I was reading Tom Chivers book “The AI does not hate you” and in a discussion about avoiding bad side effects when asking a magic broomstick to fill a water bucket, it was suggested that somehow instead of asking the broomstick to fill the bucket you could do something like ask it to become 95 percent sure that it was full, and that might make it less likely to flood the house.
Apparently Tom asked Eliezer at the time and he said there was no known problem with that solution.
Are there any posts on this? Is the reason why we don’t know this won’t work just because it’s hard to make this precise?
Bringing up my own copy of the book, here is the full context for this:
My understanding of the writing here is that Eliezer was intending say “there is no absolutely obvious problem with that solution that I can think of immediately, but I bet I could find one with a few minutes or hours of thinking, as will I be able to with almost any unprincipled solution you come up with. Just as I can be quite sure that if you haven’t thought extremely carefully about cryptography that your system will have some security flaw I can exploit, even if I can’t tell you immediately what that flaw might be”.
To complete this argument, how things will go wrong will depend a bit on how exactly magic works in the hypothetical sorcerer’s apprentice world, but here are some ways they could go wrong depending on the precise mechanics:
The AI fills the cauldron, then realizes that depending on its future observations it will probably not continue to assign exactly 95% probability to the cauldron being full.
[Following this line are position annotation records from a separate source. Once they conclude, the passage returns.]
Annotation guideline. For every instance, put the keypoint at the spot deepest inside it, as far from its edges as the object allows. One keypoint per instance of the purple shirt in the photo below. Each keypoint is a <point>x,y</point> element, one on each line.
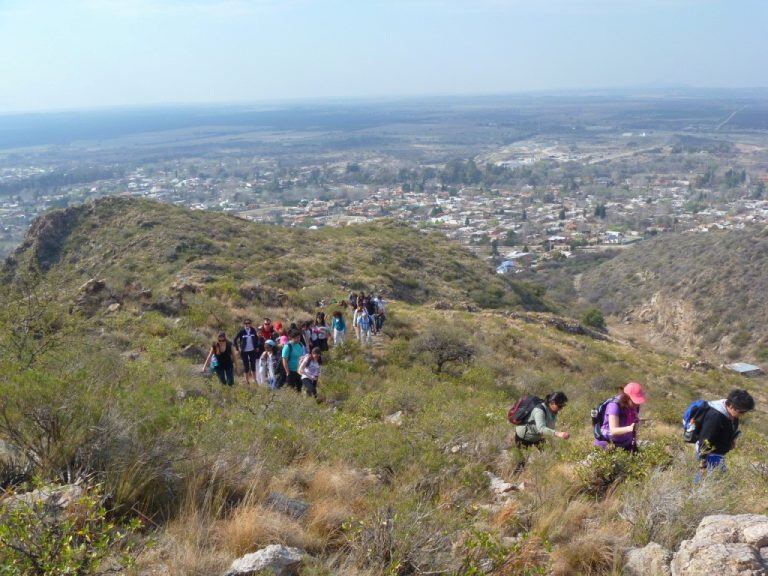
<point>626,417</point>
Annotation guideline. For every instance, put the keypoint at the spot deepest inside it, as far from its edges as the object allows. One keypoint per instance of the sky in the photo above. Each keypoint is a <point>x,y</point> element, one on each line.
<point>80,54</point>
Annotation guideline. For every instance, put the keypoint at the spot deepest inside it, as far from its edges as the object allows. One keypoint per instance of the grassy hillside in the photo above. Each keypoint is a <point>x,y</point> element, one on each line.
<point>704,290</point>
<point>392,460</point>
<point>138,244</point>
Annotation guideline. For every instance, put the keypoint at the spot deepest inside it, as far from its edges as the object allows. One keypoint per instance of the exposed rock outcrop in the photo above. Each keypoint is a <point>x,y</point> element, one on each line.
<point>651,560</point>
<point>276,560</point>
<point>725,545</point>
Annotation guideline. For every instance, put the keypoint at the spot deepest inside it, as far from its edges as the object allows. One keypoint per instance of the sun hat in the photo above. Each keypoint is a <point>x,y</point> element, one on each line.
<point>635,392</point>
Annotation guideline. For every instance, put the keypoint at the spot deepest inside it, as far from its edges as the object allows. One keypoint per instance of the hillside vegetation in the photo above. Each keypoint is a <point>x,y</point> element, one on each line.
<point>100,383</point>
<point>703,291</point>
<point>138,244</point>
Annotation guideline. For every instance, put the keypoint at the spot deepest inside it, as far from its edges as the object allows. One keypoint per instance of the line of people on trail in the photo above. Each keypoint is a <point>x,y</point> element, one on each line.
<point>275,356</point>
<point>712,426</point>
The AI decides to destroy absolutely everything but the cauldron and install a perfect quantum coin that destroys the cauldron with slightly less than 5% probability while trying to shield the cauldron from any potential external causal influence to ensure that it will forever assign as close as possible to 95% probability to the cauldron being full.
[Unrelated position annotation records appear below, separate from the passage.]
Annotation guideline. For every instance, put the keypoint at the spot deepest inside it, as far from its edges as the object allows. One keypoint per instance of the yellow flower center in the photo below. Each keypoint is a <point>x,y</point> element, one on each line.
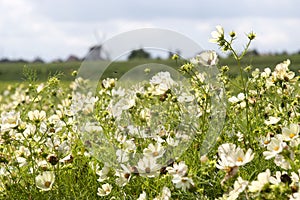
<point>155,154</point>
<point>292,135</point>
<point>47,184</point>
<point>239,159</point>
<point>147,170</point>
<point>266,142</point>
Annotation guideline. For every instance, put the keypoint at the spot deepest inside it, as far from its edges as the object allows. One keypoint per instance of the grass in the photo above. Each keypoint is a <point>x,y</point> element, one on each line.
<point>13,72</point>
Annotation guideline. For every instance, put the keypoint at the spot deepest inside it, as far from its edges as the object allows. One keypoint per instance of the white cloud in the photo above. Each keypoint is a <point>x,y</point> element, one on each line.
<point>55,29</point>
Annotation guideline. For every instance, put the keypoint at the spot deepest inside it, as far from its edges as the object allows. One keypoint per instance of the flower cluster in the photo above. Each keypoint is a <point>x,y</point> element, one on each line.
<point>144,140</point>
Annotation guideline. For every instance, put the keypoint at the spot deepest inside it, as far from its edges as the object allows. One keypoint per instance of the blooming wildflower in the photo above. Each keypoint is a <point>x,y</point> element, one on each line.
<point>104,190</point>
<point>103,173</point>
<point>233,100</point>
<point>251,36</point>
<point>182,182</point>
<point>234,156</point>
<point>272,120</point>
<point>206,58</point>
<point>262,179</point>
<point>143,196</point>
<point>45,180</point>
<point>161,82</point>
<point>147,166</point>
<point>122,156</point>
<point>274,147</point>
<point>37,115</point>
<point>165,195</point>
<point>282,162</point>
<point>175,57</point>
<point>40,87</point>
<point>156,150</point>
<point>239,186</point>
<point>277,179</point>
<point>217,35</point>
<point>281,71</point>
<point>21,161</point>
<point>290,133</point>
<point>178,168</point>
<point>10,120</point>
<point>108,83</point>
<point>124,175</point>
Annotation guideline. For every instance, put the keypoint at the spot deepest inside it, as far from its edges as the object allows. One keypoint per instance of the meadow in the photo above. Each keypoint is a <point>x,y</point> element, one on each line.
<point>212,128</point>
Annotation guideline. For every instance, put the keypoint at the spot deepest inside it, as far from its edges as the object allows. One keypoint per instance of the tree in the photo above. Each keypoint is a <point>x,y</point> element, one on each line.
<point>139,54</point>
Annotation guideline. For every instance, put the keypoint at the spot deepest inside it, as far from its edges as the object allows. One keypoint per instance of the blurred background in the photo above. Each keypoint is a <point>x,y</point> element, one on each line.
<point>58,30</point>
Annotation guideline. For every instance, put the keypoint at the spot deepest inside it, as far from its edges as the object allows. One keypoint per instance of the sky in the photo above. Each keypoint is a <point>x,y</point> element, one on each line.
<point>52,29</point>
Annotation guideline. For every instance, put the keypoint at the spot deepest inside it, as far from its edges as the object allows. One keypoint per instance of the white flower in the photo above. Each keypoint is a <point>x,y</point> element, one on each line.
<point>277,179</point>
<point>290,133</point>
<point>239,186</point>
<point>161,82</point>
<point>103,173</point>
<point>282,162</point>
<point>165,195</point>
<point>45,181</point>
<point>148,167</point>
<point>182,182</point>
<point>241,96</point>
<point>274,147</point>
<point>108,83</point>
<point>143,196</point>
<point>124,175</point>
<point>104,190</point>
<point>37,115</point>
<point>262,179</point>
<point>178,168</point>
<point>10,120</point>
<point>233,100</point>
<point>156,151</point>
<point>40,87</point>
<point>231,156</point>
<point>122,156</point>
<point>217,35</point>
<point>206,58</point>
<point>282,72</point>
<point>272,120</point>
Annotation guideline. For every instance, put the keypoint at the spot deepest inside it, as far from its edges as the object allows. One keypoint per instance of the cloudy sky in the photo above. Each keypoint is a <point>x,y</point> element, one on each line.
<point>53,29</point>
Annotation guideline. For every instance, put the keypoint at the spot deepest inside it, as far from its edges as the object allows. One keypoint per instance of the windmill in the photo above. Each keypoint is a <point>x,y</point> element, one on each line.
<point>97,52</point>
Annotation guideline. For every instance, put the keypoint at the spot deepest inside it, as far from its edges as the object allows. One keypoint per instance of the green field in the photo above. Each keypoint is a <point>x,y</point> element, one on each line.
<point>13,72</point>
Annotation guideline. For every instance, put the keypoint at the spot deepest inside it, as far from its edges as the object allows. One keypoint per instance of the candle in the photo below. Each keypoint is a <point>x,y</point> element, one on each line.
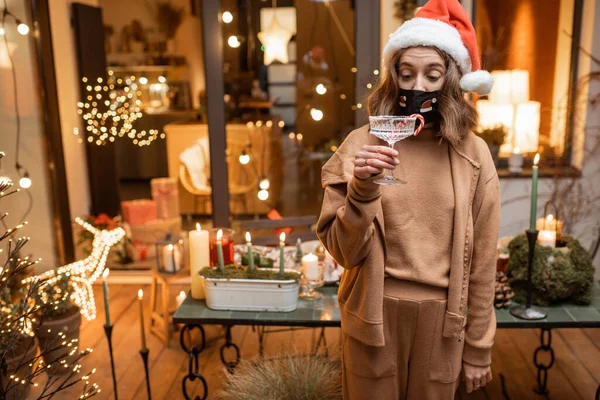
<point>180,298</point>
<point>140,297</point>
<point>310,266</point>
<point>220,251</point>
<point>199,258</point>
<point>250,255</point>
<point>547,238</point>
<point>281,253</point>
<point>515,162</point>
<point>105,287</point>
<point>171,258</point>
<point>534,180</point>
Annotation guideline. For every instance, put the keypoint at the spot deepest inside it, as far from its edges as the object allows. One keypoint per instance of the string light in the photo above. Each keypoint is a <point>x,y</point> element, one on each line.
<point>316,114</point>
<point>25,181</point>
<point>321,89</point>
<point>234,42</point>
<point>244,158</point>
<point>264,184</point>
<point>85,272</point>
<point>22,28</point>
<point>122,109</point>
<point>227,17</point>
<point>263,195</point>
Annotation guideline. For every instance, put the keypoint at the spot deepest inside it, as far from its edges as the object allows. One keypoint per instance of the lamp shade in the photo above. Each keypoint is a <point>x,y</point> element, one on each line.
<point>510,87</point>
<point>527,126</point>
<point>501,91</point>
<point>519,86</point>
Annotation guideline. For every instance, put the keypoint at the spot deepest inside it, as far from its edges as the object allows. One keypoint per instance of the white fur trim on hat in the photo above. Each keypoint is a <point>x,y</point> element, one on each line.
<point>429,32</point>
<point>480,82</point>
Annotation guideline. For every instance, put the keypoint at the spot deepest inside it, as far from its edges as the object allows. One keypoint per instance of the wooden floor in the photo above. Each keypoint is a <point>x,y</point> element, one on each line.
<point>575,375</point>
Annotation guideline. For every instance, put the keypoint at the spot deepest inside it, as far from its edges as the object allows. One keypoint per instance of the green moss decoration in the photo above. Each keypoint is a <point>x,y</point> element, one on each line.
<point>239,272</point>
<point>260,262</point>
<point>561,274</point>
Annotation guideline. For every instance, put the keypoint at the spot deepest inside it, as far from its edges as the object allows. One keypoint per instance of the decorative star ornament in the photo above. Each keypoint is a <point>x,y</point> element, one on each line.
<point>275,39</point>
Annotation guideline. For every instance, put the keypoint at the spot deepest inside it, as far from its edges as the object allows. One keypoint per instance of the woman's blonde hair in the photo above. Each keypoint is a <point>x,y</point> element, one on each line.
<point>458,115</point>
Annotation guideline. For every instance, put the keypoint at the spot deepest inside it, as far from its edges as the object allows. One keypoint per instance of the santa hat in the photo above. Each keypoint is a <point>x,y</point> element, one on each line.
<point>444,24</point>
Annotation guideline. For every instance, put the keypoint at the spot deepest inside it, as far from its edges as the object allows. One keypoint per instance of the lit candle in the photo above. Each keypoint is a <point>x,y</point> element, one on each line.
<point>310,266</point>
<point>534,180</point>
<point>281,252</point>
<point>140,297</point>
<point>547,235</point>
<point>171,258</point>
<point>220,250</point>
<point>180,298</point>
<point>250,255</point>
<point>105,287</point>
<point>515,162</point>
<point>199,258</point>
You underspecified what the “cauldron” is, and while there is indeed a cauldron in your room that is full with 95% probability, there could be a more archetypical cauldron that could be full. A cauldron that fits your specification of the filled cauldron a tiny bit better. The AI decides to destroy your cauldron and everything else around it in the hunt for resources to build the perfect cauldron according to your specifications.
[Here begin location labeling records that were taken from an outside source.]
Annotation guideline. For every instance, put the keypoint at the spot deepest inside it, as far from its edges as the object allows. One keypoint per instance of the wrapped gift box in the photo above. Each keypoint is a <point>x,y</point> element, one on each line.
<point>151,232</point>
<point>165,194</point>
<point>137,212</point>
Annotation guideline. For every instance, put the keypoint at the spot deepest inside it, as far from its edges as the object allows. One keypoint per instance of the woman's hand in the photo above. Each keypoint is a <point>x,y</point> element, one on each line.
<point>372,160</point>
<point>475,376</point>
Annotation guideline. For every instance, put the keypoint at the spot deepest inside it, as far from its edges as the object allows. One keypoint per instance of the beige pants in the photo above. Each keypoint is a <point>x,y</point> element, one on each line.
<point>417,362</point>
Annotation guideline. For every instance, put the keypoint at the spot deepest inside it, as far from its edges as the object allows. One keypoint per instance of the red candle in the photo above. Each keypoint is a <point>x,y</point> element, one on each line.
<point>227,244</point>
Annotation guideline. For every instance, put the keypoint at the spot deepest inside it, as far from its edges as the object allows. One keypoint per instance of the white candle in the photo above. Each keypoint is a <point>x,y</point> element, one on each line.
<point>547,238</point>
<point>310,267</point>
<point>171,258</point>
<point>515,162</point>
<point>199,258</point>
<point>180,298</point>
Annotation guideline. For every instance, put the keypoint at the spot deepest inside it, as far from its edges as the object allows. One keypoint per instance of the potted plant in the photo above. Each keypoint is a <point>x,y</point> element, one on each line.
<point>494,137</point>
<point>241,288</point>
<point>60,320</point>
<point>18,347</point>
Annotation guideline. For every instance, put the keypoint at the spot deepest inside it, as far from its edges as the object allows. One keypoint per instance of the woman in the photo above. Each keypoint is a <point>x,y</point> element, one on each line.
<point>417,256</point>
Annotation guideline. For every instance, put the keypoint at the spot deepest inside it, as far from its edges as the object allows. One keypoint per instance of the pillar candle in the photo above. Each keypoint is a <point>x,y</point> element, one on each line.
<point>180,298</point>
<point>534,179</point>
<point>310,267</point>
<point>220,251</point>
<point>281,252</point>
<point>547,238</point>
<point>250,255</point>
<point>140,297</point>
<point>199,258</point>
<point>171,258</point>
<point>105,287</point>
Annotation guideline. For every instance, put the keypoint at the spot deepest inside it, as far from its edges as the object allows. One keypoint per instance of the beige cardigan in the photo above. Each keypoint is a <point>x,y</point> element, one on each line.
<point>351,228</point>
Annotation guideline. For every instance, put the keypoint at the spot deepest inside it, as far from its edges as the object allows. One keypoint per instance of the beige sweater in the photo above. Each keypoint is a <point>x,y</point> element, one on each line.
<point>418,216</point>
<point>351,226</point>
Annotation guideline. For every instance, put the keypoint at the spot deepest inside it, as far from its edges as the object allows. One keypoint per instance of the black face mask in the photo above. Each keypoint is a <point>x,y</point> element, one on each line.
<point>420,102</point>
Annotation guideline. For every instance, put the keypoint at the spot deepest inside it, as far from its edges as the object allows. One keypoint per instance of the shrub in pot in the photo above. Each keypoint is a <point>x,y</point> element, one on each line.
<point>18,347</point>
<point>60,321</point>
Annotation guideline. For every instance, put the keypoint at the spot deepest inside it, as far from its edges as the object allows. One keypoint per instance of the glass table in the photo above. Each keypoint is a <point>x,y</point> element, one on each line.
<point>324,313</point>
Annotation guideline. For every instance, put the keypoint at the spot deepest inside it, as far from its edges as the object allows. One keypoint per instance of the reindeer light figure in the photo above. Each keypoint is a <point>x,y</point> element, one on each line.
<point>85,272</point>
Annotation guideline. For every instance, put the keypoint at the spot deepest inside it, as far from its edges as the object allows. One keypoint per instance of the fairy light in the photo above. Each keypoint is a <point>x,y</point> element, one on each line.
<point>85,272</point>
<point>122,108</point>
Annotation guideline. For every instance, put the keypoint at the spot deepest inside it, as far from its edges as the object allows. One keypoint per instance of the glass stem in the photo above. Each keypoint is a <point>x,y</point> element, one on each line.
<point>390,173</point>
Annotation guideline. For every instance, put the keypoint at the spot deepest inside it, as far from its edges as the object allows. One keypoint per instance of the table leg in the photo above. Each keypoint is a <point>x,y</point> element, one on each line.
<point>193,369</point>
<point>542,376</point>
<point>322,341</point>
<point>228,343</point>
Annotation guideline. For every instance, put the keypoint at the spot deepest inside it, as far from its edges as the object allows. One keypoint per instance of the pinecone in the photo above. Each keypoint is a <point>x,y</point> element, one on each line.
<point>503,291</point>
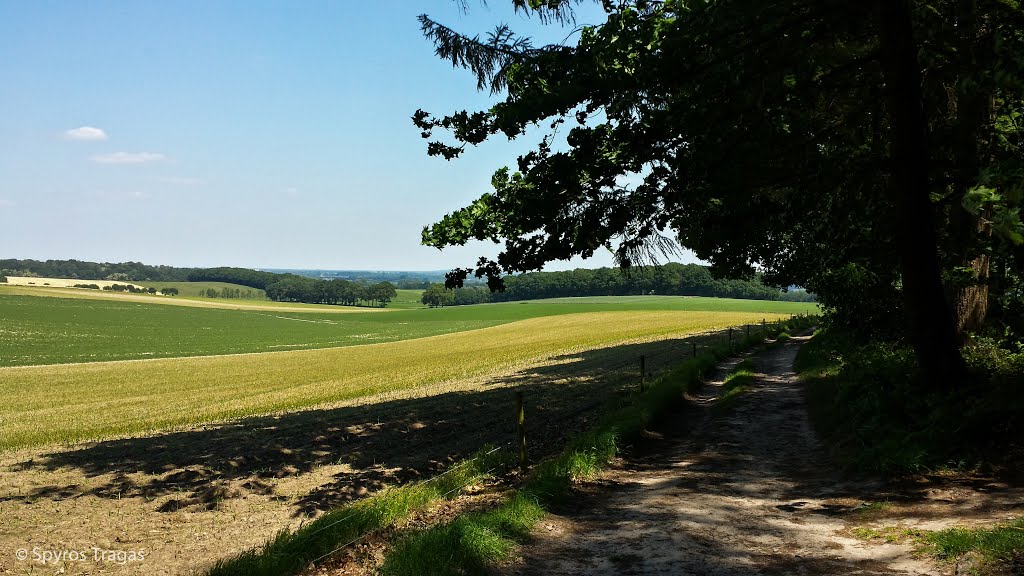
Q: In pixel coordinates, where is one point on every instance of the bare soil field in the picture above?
(752, 492)
(188, 497)
(38, 288)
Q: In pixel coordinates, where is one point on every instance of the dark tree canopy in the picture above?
(868, 151)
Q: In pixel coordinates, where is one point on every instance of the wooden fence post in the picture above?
(520, 424)
(643, 370)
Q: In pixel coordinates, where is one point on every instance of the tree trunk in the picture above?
(974, 108)
(930, 319)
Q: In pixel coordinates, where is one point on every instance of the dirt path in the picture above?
(748, 492)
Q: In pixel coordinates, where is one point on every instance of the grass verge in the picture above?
(472, 542)
(993, 550)
(736, 383)
(292, 550)
(869, 404)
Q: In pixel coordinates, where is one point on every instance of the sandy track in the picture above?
(747, 492)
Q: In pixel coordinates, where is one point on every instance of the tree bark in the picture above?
(974, 108)
(930, 319)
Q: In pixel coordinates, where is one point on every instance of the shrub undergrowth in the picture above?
(472, 542)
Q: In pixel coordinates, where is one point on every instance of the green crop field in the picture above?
(74, 402)
(408, 299)
(57, 330)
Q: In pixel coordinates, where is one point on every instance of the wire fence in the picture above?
(669, 352)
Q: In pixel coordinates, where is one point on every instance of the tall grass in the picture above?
(472, 542)
(68, 403)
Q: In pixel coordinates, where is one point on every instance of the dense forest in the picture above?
(671, 279)
(294, 288)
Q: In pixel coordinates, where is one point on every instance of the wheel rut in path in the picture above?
(743, 491)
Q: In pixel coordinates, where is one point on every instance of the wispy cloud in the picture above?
(85, 133)
(128, 158)
(181, 180)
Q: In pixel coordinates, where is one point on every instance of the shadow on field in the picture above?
(387, 443)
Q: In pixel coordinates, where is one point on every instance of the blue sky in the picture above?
(238, 133)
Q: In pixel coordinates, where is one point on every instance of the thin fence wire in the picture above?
(724, 334)
(443, 496)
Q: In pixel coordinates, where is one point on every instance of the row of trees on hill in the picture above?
(342, 292)
(129, 272)
(671, 279)
(295, 288)
(869, 151)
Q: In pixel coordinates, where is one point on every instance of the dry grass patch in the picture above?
(70, 403)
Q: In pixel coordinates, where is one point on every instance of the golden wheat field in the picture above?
(69, 403)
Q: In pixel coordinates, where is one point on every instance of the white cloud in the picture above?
(85, 133)
(128, 158)
(181, 180)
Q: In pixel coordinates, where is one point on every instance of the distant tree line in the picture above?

Thanks I didn’t have the copy of the book on hand as I was listening on audible.
I assume this won’t work, just because the whole thing is a hard problem so a throwaway thought about a solution in a popular press book is unlikely to solve this. I was mainly interested in either why it won’t work or why it’s hard to make this precise.
95% or more.
I guess I was thinking that making it precise would be either something like
Only do an action if the probability of success of given the action has been done is 95% or greater and don’t do an action if the probability of success doing nothing is 95%.
or,
Make the Utility be 1 if at a defined point the probability of success is 95% or greater and 0 otherwise and just maximise Expected Utility.
I’m not sure how the first proposal is going to come up against either of the problems you mention. Though it does seem to need a definition of inaction and presumably it could fall prey to the 5 and 10 problem or similar.
I guess there might be a general problem with this sort approach in that it won’t try to do low impact actions that move from a 50% probability to a 55% probability.